This is the replication package of the paper entitled A Large-Scale Empirical Study on Code-Comment Inconsistencies presented at the 27th IEEE/ACM International Conference on Program Comprehension 2019 (ICPC 2019) by the authors Fengcai Wen, Csaba Nagy, Gabriele Bavota and Michele Lanza.
The rq1 folder contains:
- systems.csv: This csv file contains the list of 1,500 GitHub projects mined in RQ1.
- statistical-analysis-method-comments.csv: This csv file reports the results of the statistical analysis (Fisher test and OR) when comparing the chances of different categories of code changes to trigger methods' comments updates. The 1st column reports the two compared categories, the 2nd the p-value, the 3rd the OR, the 4th the lower bound of the 95% confidence interval for the OR, and the 5th the upper bound of the 95% confidence interval for the OR.

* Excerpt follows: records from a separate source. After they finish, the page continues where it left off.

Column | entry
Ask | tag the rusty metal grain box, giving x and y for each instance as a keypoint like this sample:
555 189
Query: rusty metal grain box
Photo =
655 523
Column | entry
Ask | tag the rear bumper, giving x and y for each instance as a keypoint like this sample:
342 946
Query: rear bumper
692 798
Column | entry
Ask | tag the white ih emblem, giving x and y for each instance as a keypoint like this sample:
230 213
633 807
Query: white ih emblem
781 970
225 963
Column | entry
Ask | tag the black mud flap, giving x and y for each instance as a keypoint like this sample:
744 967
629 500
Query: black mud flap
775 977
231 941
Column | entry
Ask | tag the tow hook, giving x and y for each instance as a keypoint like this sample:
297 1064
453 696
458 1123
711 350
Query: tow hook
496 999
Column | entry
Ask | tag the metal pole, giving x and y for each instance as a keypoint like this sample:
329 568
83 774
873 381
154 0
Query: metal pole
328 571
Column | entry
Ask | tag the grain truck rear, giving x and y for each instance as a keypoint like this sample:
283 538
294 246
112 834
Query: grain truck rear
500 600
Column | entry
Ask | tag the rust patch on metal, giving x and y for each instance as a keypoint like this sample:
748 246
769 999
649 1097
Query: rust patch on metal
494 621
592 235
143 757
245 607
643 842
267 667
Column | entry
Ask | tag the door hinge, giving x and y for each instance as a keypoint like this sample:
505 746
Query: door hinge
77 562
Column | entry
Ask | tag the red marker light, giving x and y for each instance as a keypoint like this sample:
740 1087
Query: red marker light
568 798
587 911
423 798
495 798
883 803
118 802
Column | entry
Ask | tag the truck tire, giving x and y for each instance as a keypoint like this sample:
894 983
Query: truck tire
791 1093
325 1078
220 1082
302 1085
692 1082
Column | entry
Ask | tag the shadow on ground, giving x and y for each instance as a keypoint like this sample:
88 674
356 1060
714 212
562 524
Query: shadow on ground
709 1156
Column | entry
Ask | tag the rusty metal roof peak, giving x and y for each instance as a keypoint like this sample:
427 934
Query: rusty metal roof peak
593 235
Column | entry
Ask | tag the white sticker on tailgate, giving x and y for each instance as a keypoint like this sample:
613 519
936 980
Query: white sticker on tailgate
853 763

- statistical-analysis-class-comments.csv: This csv file reports the results of the statistical analysis (Fisher test and OR) when comparing the chances of different categories of code changes to trigger class's comments updates. The 1st column reports the two compared categories, the 2nd the p-value, the 3rd the OR, the 4th the lower bound of the 95% confidence interval for the OR, and the 5th the upper bound of the 95% confidence interval for the OR.
- ast-level-changes.txt: Instructions on how to get our database containing the 1.3 Billion AST-level changes extracted with GumTreeDiff.
The rq2 folder contains:
- keywords-matching-analysis.txt: explaining how we defined the lexical pattern used to identify commits likely fixing code-comment inconsistencies (i.e., those used in RQ2).
- tagged-commits.csv: The list of 500 tagged commits.